Graduating this June, Majeau reflects on her time at Indigenous Studies fondly and holds great gratitude for her teachers.
“I truly believe that this department has some of the greatest instructors out there. The strength and grace needed to discuss the many difficult aspects of Indigenous realities is immeasurable, and so to see each of my instructors do this every class was very inspiring to me- especially considering the fact that many of them have been directly impacted by the realities of the Indigenous experience in Canada.”
One of Majeau’s favourite projects was collecting plants and drying/mounting them for Robert Bandringa's class Ethnobotany of British Columbia First Nations.
"We also had this incredible field trip to Harmony Garden on the Capilano reserve, where we were guided by Cease Wyss in weeding and replanting in the garden. I feel as though we all connected as a class that day, and everyone got something out of the experience."
When asked for advice or words of wisdom to other students, Majeau encourages them to be curious and to keep an open mind.

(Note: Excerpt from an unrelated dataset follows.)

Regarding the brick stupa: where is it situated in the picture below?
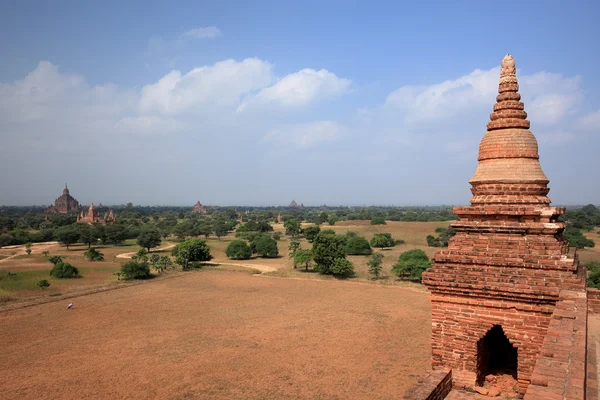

“I think I would give similar advice to all new university students, which is to be passionate about what you're going into and be willing to work hard. Personally, I did quite poorly in high school and never considered myself an academic person; I was terrified of going to university. However, my passion for what I was studying really carried me through each semester, and my willingness to put in the time and effort allowed me to do well in most classes.”
And in terms of advice for Indigenous students, she advises to seek support from whomever they feel comfortable, whether it be family, friends, a counsellor, or their instructors.
“The information learned in Indigenous studies is not just data, historical dates, or government policies. These are people's lived experiences, and it can be very difficult to learn about collective traumas and injustices- particularly if you have been impacted by it in your own life. So, never be afraid to talk to someone if you are feeling overwhelmed. Don't forget that as an Indigenous university student learning about Indigenous peoples, histories, and legislation, you are doing exactly what the government never wanted you to do and there is power in that.”
After her graduation, Joelle hopes to have a career that would benefit Indigenous peoples in Canada in some way, and to be of service to those in need. She is also looking into pursuing graduate studies in either Criminology or Urban Studies at SFU.